Effects of the Anticonvulsant Retigabine on Cultured Cortical Neurons: Changes in Electroresponsive Properties and Synaptic Transmission

• Published in: Molecular pharmacology Vol. 61; no. 4; pp. 921 - 927
• Main Authors: Otto, James F, Kimball, Matthew M, Wilcox, Karen S
• Format: Journal Article
• Language: English
• Published: United States American Society for Pharmacology and Experimental Therapeutics 01.04.2002
• Subjects: Animals; Anticonvulsants - pharmacology; Carbamates - pharmacology; Cerebral Cortex - cytology; Cerebral Cortex - drug effects; Electrophysiology; Excitatory Postsynaptic Potentials - drug effects; Mice; Neuronal Plasticity - drug effects; Neurons - drug effects; Neurons - physiology; Phenylenediamines - pharmacology; Synaptic Transmission - drug effects
• ISSN: 0026-895X; 1521-0111
• DOI: 10.1124/mol.61.4.921

The whole-cell patch-clamp technique was used to examine the effects of retigabine, a novel anticonvulsant drug, on the electroresponsive properties of individual neurons as well as on neurotransmission between monosynaptically connected pairs of cultured mouse cortical neurons. Consistent with its known action on potassium channels, retigabine significantly hyperpolarized the resting membrane potentials of the neurons, decreased input resistance, and decreased the number of action potentials generated by direct current injection. In addition, retigabine potentiated inhibitory postsynaptic currents (IPSCs) mediated by activation of γ-aminobutyric acid A (GABA A ) receptors. IPSC peak amplitude, 90-to-10% decay time, weighted decay time constant, slow decay time constant, and, consequently, the total charge transfer were all significantly enhanced by retigabine in a dose-dependent manner.
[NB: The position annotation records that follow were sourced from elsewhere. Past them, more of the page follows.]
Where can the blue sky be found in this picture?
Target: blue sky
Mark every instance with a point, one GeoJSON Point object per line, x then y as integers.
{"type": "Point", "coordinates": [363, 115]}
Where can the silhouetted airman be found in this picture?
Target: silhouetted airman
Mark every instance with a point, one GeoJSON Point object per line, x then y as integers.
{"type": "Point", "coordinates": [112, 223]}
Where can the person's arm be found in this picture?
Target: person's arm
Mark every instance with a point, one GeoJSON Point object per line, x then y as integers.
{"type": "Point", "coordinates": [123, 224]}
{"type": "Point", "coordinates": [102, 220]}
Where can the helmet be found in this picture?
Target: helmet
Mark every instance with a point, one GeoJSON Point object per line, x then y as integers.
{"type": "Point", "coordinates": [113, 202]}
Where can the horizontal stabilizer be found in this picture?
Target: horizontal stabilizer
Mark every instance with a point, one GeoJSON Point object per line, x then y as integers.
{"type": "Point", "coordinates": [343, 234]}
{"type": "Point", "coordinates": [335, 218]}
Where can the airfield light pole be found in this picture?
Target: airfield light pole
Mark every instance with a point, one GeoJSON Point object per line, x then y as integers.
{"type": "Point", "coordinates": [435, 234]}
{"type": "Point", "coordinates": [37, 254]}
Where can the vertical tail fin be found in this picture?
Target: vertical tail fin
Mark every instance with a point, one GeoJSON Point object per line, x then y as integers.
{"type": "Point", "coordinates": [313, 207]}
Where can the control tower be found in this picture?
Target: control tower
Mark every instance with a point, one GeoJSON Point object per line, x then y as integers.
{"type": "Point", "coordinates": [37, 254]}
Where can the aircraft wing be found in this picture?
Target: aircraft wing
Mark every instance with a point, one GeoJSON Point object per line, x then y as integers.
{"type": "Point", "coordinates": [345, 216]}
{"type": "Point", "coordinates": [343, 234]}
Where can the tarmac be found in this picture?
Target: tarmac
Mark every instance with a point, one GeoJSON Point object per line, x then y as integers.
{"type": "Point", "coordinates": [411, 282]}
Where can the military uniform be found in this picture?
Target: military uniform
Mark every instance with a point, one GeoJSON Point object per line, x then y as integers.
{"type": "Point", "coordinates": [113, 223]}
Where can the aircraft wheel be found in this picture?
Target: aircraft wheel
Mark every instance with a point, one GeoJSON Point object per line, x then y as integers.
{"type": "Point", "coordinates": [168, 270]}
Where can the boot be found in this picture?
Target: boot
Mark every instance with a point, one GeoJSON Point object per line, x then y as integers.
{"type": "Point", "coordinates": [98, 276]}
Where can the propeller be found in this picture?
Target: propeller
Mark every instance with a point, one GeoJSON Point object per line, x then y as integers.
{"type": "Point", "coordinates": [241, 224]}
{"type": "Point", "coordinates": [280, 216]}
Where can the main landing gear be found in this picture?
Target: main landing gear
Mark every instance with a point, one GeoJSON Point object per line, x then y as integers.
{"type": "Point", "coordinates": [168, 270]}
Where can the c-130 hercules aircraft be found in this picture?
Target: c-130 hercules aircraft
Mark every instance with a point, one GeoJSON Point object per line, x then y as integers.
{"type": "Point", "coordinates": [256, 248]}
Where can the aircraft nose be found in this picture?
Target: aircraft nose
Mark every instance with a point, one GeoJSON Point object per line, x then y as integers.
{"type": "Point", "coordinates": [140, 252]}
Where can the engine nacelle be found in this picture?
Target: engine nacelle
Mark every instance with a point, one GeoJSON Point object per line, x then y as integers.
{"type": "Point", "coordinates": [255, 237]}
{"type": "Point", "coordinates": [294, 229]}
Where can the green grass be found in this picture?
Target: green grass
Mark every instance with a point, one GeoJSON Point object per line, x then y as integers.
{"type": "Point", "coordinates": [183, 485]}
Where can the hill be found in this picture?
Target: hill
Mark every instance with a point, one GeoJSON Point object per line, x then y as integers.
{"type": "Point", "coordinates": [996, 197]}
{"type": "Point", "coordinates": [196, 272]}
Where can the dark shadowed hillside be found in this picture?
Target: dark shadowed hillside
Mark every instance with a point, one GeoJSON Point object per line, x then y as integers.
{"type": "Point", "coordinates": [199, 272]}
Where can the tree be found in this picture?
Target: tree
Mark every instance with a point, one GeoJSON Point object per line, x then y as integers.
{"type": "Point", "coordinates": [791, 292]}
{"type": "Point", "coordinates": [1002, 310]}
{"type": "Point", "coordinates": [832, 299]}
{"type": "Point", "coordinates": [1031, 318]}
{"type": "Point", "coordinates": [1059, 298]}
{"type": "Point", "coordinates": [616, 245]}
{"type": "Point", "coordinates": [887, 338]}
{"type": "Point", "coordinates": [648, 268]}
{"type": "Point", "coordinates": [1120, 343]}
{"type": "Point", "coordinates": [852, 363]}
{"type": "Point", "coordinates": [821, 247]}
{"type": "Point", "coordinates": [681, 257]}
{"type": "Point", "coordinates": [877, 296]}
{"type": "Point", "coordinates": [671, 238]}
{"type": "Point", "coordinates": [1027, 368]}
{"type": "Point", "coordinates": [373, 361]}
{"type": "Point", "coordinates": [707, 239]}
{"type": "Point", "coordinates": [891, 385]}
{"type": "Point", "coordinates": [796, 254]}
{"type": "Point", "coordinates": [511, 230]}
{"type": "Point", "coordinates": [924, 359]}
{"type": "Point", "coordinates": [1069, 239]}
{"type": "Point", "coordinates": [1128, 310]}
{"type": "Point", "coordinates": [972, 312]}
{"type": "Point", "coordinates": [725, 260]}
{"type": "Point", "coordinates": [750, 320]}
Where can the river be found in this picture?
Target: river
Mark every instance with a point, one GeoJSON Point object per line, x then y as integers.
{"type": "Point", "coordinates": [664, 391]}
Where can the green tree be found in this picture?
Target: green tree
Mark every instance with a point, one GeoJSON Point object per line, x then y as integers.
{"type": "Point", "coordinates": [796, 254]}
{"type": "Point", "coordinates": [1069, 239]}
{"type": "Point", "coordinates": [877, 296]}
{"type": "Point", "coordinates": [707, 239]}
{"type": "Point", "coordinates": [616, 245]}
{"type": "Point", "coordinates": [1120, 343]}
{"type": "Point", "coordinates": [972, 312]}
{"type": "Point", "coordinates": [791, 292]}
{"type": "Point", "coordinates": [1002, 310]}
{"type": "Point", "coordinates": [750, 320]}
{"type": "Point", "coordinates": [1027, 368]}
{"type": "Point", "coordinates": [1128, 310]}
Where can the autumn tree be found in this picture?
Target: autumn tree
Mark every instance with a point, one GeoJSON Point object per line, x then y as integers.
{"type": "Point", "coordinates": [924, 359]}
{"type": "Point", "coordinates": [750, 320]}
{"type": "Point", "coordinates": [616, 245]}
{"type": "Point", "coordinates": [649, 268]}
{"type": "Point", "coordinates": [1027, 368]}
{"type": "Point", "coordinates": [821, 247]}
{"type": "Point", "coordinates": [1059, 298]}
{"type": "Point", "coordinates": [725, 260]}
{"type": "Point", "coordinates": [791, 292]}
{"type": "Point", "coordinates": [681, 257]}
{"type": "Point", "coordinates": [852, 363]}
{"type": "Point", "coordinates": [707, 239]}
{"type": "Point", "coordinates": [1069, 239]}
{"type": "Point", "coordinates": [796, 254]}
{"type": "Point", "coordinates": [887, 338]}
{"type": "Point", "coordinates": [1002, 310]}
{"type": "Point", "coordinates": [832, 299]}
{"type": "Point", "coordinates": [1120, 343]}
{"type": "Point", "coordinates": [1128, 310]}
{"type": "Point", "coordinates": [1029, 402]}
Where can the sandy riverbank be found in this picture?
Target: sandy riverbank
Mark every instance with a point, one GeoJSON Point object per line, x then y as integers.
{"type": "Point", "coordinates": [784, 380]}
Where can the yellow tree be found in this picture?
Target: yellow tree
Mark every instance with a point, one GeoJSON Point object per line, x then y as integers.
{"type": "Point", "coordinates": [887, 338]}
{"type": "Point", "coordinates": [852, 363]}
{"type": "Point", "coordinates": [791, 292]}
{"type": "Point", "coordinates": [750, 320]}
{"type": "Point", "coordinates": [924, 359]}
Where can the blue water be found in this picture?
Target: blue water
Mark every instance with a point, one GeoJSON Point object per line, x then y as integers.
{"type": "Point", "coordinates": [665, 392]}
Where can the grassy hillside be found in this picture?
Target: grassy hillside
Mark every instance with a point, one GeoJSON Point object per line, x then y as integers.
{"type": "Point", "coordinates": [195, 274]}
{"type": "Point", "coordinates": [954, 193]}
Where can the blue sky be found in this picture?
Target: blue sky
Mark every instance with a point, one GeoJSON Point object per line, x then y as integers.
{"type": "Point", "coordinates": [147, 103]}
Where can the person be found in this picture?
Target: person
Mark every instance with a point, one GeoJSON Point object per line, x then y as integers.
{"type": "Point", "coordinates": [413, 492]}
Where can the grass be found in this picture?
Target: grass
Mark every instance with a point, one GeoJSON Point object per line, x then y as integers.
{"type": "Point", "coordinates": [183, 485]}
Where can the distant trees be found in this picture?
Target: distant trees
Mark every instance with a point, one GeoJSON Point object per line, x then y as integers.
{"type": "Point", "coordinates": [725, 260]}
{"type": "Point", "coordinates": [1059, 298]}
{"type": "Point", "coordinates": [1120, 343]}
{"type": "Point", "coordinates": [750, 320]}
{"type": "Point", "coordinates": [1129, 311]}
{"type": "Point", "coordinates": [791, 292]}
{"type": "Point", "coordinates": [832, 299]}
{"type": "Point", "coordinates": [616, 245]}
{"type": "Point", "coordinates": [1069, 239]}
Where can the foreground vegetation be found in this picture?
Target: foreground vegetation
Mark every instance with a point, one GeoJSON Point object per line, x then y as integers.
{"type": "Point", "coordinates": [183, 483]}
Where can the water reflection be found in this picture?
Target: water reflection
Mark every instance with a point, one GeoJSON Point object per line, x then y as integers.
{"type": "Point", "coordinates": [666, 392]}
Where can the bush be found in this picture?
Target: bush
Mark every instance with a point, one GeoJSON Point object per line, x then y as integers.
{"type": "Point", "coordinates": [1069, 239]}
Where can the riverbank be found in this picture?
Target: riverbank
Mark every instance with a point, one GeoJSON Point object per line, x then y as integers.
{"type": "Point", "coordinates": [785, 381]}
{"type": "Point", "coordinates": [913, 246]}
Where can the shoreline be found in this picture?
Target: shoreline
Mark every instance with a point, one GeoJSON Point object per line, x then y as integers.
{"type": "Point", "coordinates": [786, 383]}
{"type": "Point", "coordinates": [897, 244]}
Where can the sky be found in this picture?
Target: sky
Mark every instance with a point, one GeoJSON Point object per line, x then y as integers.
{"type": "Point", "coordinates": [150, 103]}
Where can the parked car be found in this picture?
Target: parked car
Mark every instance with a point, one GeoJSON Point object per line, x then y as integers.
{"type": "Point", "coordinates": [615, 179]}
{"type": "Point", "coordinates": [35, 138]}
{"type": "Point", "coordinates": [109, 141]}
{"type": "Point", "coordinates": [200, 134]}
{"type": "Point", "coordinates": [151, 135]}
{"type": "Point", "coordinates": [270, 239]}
This effect was limited to IPSCs; retigabine had no significant effect on excitatory postsynaptic currents (EPSCs) mediated by activation of non– N -methyl- d -aspartate ionotropic glutamate receptors. A form of short-term presynaptic plasticity, paired-pulse depression, was not altered by retigabine, suggesting that its effect on IPSCs is primarily postsynaptic. Consistent with the hypothesis that retigabine increases inhibitory neurotransmission via a direct action on the GABA A receptor, the peak amplitudes, 90-to-10% decay times, and total charge transfer of spontaneous miniature IPSCs were also significantly increased. Therefore, retigabine potently reduces excitability in neural circuits via a synergistic combination of mechanisms.